サガン鳥栖の竹原稔社長(56)が10月1日に来季続投を明かしたイタリア人のマッシモ・フィッカデンティ監督(49)のさらなるチーム力向上に期待したい。

 現在8位ではある。だが9月23日にほぼベストメンバーで戦った浦和と敵地で2-2の引き分け、続く同30日には首位鹿島を1-0で下すなど目指す戦術の浸透は進んでおり、単年契約で3季目の指揮を託した形だ。

 竹原社長は「評価している部分とそうでない部分があるがトータルで評価しています」と言う。そんな中での続投明言。懸念のマイナス面が今後是正されていけば悲願のタイトル奪取も夢ではない。

 今季は、鳥栖の主将も務めた韓国代表MF金民友(27)、元日本代表GK林彰洋(30)、元U-23日本代表MF鎌田大地(21)ら主力が大量に抜け、指揮官は「根本的なベースを作り直さないといけなかった」と振り返る。

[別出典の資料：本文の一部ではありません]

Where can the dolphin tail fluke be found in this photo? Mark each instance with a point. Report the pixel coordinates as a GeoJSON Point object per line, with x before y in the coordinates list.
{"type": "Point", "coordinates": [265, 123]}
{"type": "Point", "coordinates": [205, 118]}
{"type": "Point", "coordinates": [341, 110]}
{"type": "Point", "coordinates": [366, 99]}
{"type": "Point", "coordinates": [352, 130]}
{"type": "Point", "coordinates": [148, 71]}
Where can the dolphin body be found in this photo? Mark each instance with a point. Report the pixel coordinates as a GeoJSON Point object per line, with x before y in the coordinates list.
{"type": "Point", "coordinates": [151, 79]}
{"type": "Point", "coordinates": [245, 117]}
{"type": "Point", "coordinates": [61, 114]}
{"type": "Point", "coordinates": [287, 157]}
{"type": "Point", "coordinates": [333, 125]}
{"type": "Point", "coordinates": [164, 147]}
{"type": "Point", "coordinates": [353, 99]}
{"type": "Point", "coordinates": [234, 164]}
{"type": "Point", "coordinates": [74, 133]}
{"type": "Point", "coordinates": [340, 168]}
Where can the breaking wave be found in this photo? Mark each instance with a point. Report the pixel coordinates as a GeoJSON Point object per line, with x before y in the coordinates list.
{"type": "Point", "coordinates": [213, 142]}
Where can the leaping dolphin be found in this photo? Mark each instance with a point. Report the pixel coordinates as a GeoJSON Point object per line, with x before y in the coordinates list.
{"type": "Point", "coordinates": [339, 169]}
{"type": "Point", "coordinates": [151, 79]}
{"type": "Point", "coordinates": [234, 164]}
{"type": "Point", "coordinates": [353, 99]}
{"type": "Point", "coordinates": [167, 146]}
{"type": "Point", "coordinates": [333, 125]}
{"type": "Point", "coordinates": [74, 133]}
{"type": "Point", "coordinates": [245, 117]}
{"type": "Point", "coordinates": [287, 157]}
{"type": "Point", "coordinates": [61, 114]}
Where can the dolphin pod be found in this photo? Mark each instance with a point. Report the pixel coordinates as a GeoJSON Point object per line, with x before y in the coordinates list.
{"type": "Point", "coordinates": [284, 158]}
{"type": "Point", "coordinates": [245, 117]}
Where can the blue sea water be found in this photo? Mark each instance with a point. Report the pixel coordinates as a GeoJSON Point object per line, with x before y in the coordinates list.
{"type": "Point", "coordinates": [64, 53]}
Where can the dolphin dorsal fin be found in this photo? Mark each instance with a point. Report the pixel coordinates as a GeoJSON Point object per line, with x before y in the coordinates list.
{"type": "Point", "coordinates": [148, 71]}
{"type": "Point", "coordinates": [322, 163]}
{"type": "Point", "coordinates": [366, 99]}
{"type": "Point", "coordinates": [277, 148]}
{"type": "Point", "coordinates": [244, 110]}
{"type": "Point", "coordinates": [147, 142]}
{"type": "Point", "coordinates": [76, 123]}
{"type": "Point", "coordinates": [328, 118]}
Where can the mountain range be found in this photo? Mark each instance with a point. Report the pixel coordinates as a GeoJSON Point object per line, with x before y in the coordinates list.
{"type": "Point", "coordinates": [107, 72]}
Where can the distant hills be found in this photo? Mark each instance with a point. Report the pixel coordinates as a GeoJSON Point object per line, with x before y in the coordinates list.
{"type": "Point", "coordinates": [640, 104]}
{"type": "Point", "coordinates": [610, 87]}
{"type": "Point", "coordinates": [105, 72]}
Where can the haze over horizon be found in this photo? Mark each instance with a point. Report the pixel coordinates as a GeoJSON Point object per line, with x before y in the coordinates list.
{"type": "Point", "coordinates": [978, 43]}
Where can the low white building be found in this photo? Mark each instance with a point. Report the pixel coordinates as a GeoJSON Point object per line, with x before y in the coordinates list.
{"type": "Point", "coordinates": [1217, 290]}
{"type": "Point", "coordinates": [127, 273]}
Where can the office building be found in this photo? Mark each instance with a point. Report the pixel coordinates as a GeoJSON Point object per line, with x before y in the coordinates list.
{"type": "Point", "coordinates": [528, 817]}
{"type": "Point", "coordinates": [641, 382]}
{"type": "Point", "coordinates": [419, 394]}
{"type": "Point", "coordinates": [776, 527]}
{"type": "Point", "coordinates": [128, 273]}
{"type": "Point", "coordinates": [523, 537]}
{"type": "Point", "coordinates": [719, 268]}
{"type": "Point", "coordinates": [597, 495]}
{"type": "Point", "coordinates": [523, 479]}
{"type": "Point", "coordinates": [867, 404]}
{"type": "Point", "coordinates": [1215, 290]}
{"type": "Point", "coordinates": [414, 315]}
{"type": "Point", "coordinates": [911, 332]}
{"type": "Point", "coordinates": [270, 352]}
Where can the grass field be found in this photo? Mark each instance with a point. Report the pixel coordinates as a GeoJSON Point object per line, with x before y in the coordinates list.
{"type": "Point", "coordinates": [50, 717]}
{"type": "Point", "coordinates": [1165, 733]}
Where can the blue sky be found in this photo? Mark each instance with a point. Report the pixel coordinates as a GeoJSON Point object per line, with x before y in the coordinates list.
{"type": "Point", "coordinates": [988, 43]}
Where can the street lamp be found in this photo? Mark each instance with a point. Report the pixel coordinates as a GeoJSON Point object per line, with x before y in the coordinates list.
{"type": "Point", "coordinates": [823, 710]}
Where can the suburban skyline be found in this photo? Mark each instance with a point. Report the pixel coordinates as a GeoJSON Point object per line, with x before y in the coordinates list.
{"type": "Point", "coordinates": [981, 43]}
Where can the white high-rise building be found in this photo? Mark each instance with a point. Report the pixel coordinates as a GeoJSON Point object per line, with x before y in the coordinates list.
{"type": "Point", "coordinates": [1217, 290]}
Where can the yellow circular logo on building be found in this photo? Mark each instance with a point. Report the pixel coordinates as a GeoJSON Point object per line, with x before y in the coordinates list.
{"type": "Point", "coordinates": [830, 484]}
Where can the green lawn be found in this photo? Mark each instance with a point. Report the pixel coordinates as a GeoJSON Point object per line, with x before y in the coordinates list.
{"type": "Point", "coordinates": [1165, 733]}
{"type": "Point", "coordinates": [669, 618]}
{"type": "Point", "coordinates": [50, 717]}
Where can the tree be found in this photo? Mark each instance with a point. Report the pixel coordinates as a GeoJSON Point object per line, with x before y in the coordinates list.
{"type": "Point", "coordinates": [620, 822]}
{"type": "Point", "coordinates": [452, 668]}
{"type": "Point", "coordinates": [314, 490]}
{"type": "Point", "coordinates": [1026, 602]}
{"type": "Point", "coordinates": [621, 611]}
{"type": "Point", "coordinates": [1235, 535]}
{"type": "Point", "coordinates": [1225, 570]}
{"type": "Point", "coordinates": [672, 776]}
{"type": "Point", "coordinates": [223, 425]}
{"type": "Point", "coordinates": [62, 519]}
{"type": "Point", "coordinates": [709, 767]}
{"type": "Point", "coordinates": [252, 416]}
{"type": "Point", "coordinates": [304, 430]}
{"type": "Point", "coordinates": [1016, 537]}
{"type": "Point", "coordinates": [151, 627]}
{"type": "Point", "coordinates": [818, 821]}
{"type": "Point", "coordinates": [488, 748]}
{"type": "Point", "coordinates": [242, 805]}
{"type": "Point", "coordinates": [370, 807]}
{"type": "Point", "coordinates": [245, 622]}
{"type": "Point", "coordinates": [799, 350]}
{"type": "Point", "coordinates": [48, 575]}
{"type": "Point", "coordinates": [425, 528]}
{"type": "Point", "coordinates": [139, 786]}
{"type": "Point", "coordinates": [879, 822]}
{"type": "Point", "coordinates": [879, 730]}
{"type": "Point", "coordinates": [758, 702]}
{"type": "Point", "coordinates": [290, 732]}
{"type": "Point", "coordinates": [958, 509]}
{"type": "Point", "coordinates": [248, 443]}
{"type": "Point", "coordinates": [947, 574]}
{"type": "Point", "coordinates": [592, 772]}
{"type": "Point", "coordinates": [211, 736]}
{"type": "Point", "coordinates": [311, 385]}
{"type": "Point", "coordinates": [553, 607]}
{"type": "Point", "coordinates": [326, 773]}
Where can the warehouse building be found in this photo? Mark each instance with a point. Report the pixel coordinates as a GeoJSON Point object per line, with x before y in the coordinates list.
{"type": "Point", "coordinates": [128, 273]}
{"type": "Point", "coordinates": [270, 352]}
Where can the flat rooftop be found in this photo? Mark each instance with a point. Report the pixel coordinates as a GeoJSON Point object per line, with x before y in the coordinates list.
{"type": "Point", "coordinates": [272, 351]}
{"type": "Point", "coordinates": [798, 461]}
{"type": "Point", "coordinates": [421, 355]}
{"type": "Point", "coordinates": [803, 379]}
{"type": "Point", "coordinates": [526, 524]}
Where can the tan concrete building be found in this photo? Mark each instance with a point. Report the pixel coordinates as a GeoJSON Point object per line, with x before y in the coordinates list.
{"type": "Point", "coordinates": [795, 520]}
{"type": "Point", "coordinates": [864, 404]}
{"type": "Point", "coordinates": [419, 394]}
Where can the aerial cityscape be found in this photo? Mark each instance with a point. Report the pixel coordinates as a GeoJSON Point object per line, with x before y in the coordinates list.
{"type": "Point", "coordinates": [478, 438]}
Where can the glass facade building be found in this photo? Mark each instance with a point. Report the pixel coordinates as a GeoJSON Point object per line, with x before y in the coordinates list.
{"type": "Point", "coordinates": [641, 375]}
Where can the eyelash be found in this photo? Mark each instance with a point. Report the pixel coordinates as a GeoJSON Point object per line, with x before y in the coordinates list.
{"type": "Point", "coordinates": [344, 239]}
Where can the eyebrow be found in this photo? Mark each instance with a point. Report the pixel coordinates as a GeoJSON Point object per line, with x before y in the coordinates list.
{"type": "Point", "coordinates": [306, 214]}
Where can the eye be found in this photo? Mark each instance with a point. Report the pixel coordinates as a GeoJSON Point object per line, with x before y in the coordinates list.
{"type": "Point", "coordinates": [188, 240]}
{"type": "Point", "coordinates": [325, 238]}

 だがクラブが行った史上最大ともいえる大型補強で元日本代表GK権田修一(28)、DF小林祐三(31)、コロンビア代表FWビクトル・イバルボ(27)、元韓国代表FW趙東建(31)らが加入し戦力は充実した。いまだ指揮官が「作業の途中」と言う段階ではある。だが再構築に力を注ぎ8位と踏ん張っている。

 得意のパワープレーを武器に鳥栖で12年から5年連続2ケタ得点しているエースFW豊田陽平(32)が今季いまだ5得点にとどまる一方、機動力のある新戦力のMF原川力(24)や高卒ルーキーFW田川享介(18)が得点を重ねている。新たな攻撃パターンを見いだしてきた手腕も評価されている一因だろう。

 次節10月15日は、ホームに5位C大阪を迎える。フィッカデンティ監督には現在ホーム2連勝中の勢いにも乗り、好采配で難敵撃破に挑んでほしい。そしてJ1残り6戦。来季へつながるベースにつなげてもらいたい。【菊川光一】

 ◆菊川光一(きくかわ・こういち)1968年(昭43)4月14日、福岡市生まれ。福岡大大濠高-西南大卒。93年入社。写真部などを経て現在報道部で主にJリーグなど一般スポーツを担当、プロ野球等のカメラマンも兼務する。スポーツ歴は野球、陸上・中長距離。